If you look at our fundamental values, we exist to create a free, fair and open society, where no one is enslaved by poverty, ignorance or conformity. It is not a free and fair society if there is somebody who by birth right is in charge, however nominally. I don’t think it helps to free others from enslavement if individuals are put into certain roles based on their birth right. It’s the hereditary aspect which is the central problem.
(8) On a more theoretical level, how do you think Liberalism makes a better case for Republicanism, than Socialism does?
In my opinion, one of the core principles of Liberalism is about equality of opportunity. A monarchy flies in the face of this sole principle. It is less objectionable because it so curtailed. I think Liberals would unite against the prospect of a powerful monarch. There would be no question about that whatsoever.
I am not sure I can necessarily argue from a Socialist perspective. I am not always entirely sure which parties are Socialist in the UK. From the Socialist perspective, one may defend Republicanism on the basis of equality. Yet I believe it is important to distinguish economic and social equality from equality of opportunity.
From historical experience, Socialism has had a ‘big man effect’, where support of a sole figurehead has become a reality. However, there is a perfectly viable Social Democratic case for a Republic as well. This case is connected to certain Liberal values, but is not a clear cut connection.
(9) If I am right in saying that your opposition to the institution of monarchy stems from a belief in the principle of equality of opportunity, how would you respond to the claim that Liberalism does not result in a level balanced playing field?
I think Liberalism in its purest form makes the playing field fair. It’s doesn’t ensure that every classroom has the same number of students. That’s why we shouldn’t conflate notions of equality with equality of opportunity. It results in a massive oversimplification if we do. Equality of opportunity is of course different from the more general notion of equality.

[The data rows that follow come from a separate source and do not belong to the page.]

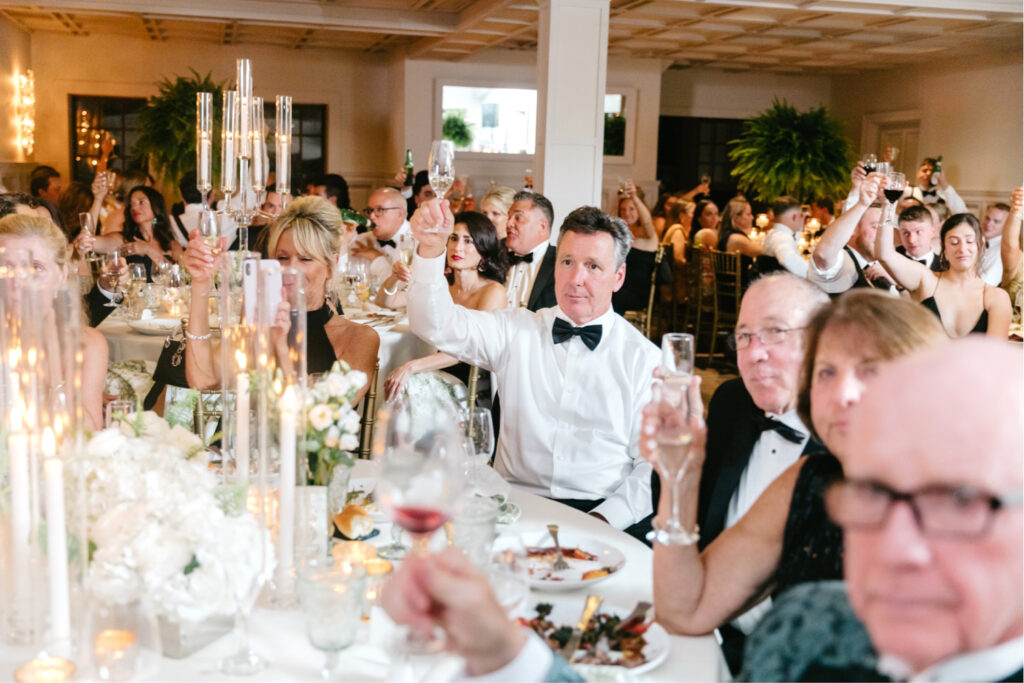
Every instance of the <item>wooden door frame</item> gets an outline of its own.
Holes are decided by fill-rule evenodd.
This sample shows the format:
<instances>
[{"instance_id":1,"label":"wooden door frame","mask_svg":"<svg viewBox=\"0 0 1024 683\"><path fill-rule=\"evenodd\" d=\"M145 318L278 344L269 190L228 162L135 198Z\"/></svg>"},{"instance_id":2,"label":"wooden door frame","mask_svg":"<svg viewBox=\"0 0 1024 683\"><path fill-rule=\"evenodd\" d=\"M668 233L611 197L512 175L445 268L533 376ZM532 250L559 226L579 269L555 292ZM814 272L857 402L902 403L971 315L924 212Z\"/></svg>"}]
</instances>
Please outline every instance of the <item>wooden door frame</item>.
<instances>
[{"instance_id":1,"label":"wooden door frame","mask_svg":"<svg viewBox=\"0 0 1024 683\"><path fill-rule=\"evenodd\" d=\"M904 109L902 111L886 111L876 114L865 114L861 119L860 148L874 149L878 146L879 129L888 123L916 123L918 131L921 126L920 109ZM881 150L877 150L881 152ZM917 163L916 161L914 163Z\"/></svg>"}]
</instances>

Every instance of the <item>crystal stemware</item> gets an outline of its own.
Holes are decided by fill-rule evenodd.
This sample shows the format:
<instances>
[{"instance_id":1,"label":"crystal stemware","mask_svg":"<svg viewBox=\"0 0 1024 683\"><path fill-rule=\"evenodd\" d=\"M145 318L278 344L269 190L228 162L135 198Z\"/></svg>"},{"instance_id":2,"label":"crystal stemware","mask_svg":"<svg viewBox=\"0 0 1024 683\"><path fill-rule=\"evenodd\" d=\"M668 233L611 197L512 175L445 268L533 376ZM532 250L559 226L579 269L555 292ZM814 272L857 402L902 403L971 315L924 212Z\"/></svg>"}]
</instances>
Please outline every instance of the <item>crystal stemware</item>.
<instances>
[{"instance_id":1,"label":"crystal stemware","mask_svg":"<svg viewBox=\"0 0 1024 683\"><path fill-rule=\"evenodd\" d=\"M690 443L693 440L689 388L689 381L669 378L653 389L658 417L656 464L663 486L668 491L671 513L664 526L652 531L648 538L662 544L692 545L697 541L695 534L684 528L679 517L678 484L690 464Z\"/></svg>"},{"instance_id":2,"label":"crystal stemware","mask_svg":"<svg viewBox=\"0 0 1024 683\"><path fill-rule=\"evenodd\" d=\"M341 652L356 640L366 594L366 569L361 564L332 564L322 558L299 573L299 601L309 642L325 655L320 676L343 680L348 672Z\"/></svg>"},{"instance_id":3,"label":"crystal stemware","mask_svg":"<svg viewBox=\"0 0 1024 683\"><path fill-rule=\"evenodd\" d=\"M672 332L661 337L661 365L671 377L693 376L693 335Z\"/></svg>"},{"instance_id":4,"label":"crystal stemware","mask_svg":"<svg viewBox=\"0 0 1024 683\"><path fill-rule=\"evenodd\" d=\"M903 196L903 190L907 187L907 178L902 173L891 171L885 178L885 187L882 193L889 202L886 206L886 221L896 220L896 202Z\"/></svg>"},{"instance_id":5,"label":"crystal stemware","mask_svg":"<svg viewBox=\"0 0 1024 683\"><path fill-rule=\"evenodd\" d=\"M864 164L865 173L874 173L878 166L878 157L871 152L868 152L860 158L860 162Z\"/></svg>"},{"instance_id":6,"label":"crystal stemware","mask_svg":"<svg viewBox=\"0 0 1024 683\"><path fill-rule=\"evenodd\" d=\"M214 256L220 252L220 222L213 211L205 210L199 214L199 236Z\"/></svg>"},{"instance_id":7,"label":"crystal stemware","mask_svg":"<svg viewBox=\"0 0 1024 683\"><path fill-rule=\"evenodd\" d=\"M434 140L427 160L427 179L438 199L444 199L455 182L455 145L451 140ZM433 228L441 231L441 226Z\"/></svg>"},{"instance_id":8,"label":"crystal stemware","mask_svg":"<svg viewBox=\"0 0 1024 683\"><path fill-rule=\"evenodd\" d=\"M471 446L468 453L471 463L470 486L481 495L486 495L479 490L480 468L487 465L491 459L491 453L494 452L494 423L491 420L491 411L489 408L476 406L473 410L467 411L465 418L466 437Z\"/></svg>"},{"instance_id":9,"label":"crystal stemware","mask_svg":"<svg viewBox=\"0 0 1024 683\"><path fill-rule=\"evenodd\" d=\"M111 287L113 297L103 304L108 308L117 308L124 298L124 288L121 279L128 272L128 263L125 261L124 251L114 249L106 255L103 261L102 274L106 283Z\"/></svg>"}]
</instances>

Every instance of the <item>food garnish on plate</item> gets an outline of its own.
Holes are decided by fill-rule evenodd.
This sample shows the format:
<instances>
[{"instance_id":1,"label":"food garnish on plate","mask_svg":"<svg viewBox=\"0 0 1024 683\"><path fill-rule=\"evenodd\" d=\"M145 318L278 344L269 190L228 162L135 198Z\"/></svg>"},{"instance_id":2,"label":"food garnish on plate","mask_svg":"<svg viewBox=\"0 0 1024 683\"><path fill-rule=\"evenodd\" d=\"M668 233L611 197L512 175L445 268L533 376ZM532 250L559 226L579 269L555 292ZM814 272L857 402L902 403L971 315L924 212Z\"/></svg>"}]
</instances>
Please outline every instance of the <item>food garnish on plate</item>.
<instances>
[{"instance_id":1,"label":"food garnish on plate","mask_svg":"<svg viewBox=\"0 0 1024 683\"><path fill-rule=\"evenodd\" d=\"M565 647L572 636L572 624L556 624L551 621L551 603L542 602L535 608L532 619L520 617L519 623L539 635L548 647L558 651ZM572 657L572 664L599 666L623 666L629 669L647 662L644 647L647 641L644 633L653 622L641 620L622 624L622 619L613 614L598 612L587 624L580 639L579 649ZM622 628L620 628L622 626Z\"/></svg>"}]
</instances>

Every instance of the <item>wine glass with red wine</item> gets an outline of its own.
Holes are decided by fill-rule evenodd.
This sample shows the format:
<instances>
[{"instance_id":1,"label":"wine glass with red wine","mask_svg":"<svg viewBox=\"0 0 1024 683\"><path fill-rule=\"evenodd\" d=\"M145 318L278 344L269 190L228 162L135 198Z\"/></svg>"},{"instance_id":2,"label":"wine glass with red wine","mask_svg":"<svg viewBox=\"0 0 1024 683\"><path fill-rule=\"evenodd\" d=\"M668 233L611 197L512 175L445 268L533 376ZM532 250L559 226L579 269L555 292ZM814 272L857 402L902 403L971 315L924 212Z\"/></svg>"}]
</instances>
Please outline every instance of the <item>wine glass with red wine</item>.
<instances>
[{"instance_id":1,"label":"wine glass with red wine","mask_svg":"<svg viewBox=\"0 0 1024 683\"><path fill-rule=\"evenodd\" d=\"M896 202L903 196L903 190L907 187L907 178L902 173L892 171L885 178L885 188L882 193L885 195L886 200L889 202L886 212L889 216L888 220L892 220L896 216Z\"/></svg>"},{"instance_id":2,"label":"wine glass with red wine","mask_svg":"<svg viewBox=\"0 0 1024 683\"><path fill-rule=\"evenodd\" d=\"M878 157L870 152L862 156L860 162L864 164L865 173L874 173L878 168Z\"/></svg>"}]
</instances>

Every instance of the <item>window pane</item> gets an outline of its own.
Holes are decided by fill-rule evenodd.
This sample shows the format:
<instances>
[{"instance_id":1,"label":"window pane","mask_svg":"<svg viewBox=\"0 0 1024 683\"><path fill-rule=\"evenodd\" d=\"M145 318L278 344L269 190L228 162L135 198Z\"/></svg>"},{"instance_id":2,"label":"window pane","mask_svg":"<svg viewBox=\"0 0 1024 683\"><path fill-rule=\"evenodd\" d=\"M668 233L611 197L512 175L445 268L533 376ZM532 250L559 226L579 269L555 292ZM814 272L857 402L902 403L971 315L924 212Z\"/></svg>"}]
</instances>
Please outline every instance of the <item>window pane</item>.
<instances>
[{"instance_id":1,"label":"window pane","mask_svg":"<svg viewBox=\"0 0 1024 683\"><path fill-rule=\"evenodd\" d=\"M604 96L604 154L620 157L626 153L626 96Z\"/></svg>"},{"instance_id":2,"label":"window pane","mask_svg":"<svg viewBox=\"0 0 1024 683\"><path fill-rule=\"evenodd\" d=\"M537 91L519 88L441 89L444 137L455 149L492 154L533 154Z\"/></svg>"}]
</instances>

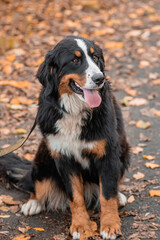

If you want a literary example with the problems of equality, there is a wonderful story called ‘Harrison Bergeron’ . It is a short story written by Kurt Vonnegut which is set in a world where everybody is equal. So, if you are particularly strong, you have to carry weights at all times to stop you being able to move faster than anybody else. If you are attractive, you are obliged to wear fake deformities. That is a form of equality which I do not want to see.
The playing field shouldn’t be stacked one way or the other. But I don’t want the score to always be ten all.
(10) What alternative constitutional model do you support?
I think there are a range of constitutional models that one could have. As long as it fits with the principles which I have previously outlined, I am not attached to a specific alternative. We are not at the stage right now where next week we have to decide which form to go for.
From my perspective, it’s very fundamental to tackle the issue of inheritance of power. The arrangements regarding an elected and accountable Head of State would result in a secondary decision. However, once this decision is made it would make it easier for us to determine what the Head of State’s powers actually are; to what extent they are a figurehead; to what extent are they powerful.
(11) How would you respond to claims that the US style presidential model is the only alternative constitutional model?
I would disagree that the US style presidential model is the only alternative. For instance, South Africa, Israel and a huge range of countries share a twin approach where the President is a nominal figurehead.
I am not sure I would particularly want a US style presidential model. However, I am relatively relaxed about exactly what form might be chosen. Then again, I would probably lean towards the prospect of a more ceremonial figure.